For the past decade or so, Electronic Health Records have seen a significant rise in adoption in the US and – to a lesser extend – abroad. One of the often cited barriers to faster adoption is a reluctance on the part of the clinical staff to use such systems, embrace them, and do many of the tasks previously completed by an army of helpers themselves. Reviewing a few notes and flow sheets on a readily accessible computer is one thing – entering and signing orders, sifting through selection lists and dealing with many pop-up warnings and electronic signatures are perceived to be a hassle and constitute barriers to adoption.
Recently, Apple released the iPad in the US and much has been written about its promise in the clinical space. For the first time in a while, the community is excited about a new form factor tablet. While the tablet concept is not new, the iPad offers lighter weight, presumably fits into a lab coat pocket, a long enough battery life, and an easy to use multi-touch user interface – not to mention the cool factor that come with Apple.
Clinicians all over the place are giving it a try – running web-based EMR applications on it, using the Citrix Receiver to run full Windows-based clients or entire Windows desktops on it etc. EMR vendors are using the APIs to write iPad friendly versions of their software. So, what stands in the way of wider and faster EMR adoption? Well, it’s not that easy.
Fellow bloggers on these pages have written about the consumerization of IT and Bring Your Own Computer (BYOC) program in which end users de-couple themselves from rigid corporate IT standards and are therefore happier and more productive at work.
CMIOs these days have to worry about regulatory compliance: HIPAA, and the recently introduced HITECH provisions, which require them to notify patients and the government of privacy breaches concerning unsecured personal health information.
The majority of disclosed privacy breaches today actually fall into the category of security breaches.

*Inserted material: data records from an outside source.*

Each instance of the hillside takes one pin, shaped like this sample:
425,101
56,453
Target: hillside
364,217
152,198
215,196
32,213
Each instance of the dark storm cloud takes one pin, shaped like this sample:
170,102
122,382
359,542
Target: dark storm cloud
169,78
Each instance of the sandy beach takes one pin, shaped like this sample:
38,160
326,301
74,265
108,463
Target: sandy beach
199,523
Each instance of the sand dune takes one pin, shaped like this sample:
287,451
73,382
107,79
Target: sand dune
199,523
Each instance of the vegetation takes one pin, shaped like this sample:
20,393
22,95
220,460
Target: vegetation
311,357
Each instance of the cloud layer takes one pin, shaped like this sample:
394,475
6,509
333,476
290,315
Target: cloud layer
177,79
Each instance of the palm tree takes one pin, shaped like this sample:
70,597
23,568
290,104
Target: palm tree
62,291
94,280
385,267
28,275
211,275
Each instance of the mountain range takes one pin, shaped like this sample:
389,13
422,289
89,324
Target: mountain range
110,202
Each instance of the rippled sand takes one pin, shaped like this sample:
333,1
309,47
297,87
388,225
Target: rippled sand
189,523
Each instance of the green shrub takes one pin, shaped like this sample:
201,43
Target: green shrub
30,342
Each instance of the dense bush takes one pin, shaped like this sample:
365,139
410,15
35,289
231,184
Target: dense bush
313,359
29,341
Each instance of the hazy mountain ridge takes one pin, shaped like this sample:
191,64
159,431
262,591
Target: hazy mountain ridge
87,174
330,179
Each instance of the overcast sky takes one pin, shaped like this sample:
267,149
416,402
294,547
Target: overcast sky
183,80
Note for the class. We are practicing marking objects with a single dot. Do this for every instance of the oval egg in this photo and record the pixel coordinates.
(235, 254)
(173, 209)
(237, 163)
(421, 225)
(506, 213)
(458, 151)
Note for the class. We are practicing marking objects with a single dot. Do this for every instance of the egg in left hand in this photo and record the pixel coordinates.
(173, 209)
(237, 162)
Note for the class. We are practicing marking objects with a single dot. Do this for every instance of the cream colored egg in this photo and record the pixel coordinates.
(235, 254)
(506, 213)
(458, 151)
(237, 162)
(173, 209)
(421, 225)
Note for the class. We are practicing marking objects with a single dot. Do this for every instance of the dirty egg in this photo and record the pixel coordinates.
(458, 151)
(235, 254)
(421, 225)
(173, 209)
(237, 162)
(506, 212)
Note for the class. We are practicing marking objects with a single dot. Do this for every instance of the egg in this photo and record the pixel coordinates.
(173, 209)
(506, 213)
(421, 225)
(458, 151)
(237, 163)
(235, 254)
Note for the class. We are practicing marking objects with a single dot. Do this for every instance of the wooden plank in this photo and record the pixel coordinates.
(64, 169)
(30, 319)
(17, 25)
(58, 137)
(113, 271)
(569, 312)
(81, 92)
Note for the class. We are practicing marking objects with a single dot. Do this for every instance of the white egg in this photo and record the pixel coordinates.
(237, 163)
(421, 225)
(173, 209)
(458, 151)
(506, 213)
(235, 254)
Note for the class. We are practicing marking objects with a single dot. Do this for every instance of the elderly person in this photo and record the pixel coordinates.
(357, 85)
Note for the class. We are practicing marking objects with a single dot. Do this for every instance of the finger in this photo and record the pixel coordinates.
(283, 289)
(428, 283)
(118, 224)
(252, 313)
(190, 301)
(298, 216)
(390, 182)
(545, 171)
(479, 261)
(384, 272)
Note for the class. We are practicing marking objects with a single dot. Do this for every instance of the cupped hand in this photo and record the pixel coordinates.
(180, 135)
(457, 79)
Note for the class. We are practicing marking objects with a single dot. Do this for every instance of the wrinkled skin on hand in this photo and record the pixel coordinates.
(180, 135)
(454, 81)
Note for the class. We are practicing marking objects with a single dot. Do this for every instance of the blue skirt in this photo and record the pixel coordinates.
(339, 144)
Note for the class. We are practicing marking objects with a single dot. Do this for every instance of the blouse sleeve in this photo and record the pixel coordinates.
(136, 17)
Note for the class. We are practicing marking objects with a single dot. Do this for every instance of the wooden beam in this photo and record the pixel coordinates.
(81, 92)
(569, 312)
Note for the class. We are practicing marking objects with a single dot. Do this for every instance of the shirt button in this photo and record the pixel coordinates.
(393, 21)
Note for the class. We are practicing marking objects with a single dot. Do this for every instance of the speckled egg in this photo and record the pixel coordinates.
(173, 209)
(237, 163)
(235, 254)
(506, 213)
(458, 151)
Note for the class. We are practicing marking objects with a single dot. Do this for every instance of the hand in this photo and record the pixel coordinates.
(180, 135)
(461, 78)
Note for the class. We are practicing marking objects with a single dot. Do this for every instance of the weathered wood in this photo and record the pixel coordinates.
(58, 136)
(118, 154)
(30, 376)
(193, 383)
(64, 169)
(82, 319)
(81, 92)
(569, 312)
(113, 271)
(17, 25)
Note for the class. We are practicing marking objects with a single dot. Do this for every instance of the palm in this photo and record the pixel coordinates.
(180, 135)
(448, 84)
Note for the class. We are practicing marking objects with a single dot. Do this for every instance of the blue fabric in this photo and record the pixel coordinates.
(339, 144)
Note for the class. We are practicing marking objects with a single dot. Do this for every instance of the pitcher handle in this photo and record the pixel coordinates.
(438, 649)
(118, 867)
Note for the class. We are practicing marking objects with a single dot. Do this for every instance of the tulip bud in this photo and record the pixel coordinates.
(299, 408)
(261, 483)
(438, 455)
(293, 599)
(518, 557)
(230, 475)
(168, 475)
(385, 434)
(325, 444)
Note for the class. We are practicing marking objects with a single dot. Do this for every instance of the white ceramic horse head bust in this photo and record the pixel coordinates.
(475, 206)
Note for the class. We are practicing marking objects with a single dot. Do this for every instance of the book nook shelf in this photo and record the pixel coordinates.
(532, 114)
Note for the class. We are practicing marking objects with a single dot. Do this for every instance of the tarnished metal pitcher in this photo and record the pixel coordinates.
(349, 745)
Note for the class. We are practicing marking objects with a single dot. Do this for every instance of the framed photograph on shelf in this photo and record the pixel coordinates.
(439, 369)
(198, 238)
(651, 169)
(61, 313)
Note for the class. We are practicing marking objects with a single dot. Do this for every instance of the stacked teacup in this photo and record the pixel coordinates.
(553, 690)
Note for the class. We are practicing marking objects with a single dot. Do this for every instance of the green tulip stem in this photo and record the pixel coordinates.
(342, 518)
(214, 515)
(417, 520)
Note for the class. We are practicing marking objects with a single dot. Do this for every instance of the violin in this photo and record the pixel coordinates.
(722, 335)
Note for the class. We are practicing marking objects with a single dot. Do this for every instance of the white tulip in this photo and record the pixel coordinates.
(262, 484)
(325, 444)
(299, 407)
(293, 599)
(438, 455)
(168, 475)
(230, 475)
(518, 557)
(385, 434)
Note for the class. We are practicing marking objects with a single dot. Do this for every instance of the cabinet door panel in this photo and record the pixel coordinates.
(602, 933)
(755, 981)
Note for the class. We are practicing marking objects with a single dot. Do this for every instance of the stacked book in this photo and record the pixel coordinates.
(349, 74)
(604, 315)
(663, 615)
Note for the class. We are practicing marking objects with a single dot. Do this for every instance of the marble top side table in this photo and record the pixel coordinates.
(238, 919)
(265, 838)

Under HIPAA/HITECH, the organization is exempt from the reporting requirement if the security breach concerns devices or networks on which the data is encrypted in a FIPS 140-2 and NIST 800-111 compliant manner.
Trouble is, while many systems in the chain between the data center and the end-user can be configured to be compliant with such standards, many of the very popular end points are not. The iPad (to the best of my knowledge) is inherently not FIPS 140-2 compliant and I am not sure if Apple is aware that this consumer-targeted device is already making major inroads into the corporate IT market. (note that the lack of FIPS compliance does not constitute a barrier towards HIPAA or HITECH compliance – it just means that a loss of a device very likely leads to having to report such loss to patients and the secretary of HHS)
It’s a real dilemma as CMIOs must decide whether they like to increase adoption by adapting a liberal policy towards user managed devices or insist on the use of issued IT-managed devices with which a reasonable effort towards achieving the HITECH safe harbor can be made. It’s a bit of a catch-22 situation, which re-emphasizes my previous points of carefully assessing user requirements, end-point, application delivery and other factors while planning for an EMR rollout. Which way do you sway? What has been your experience?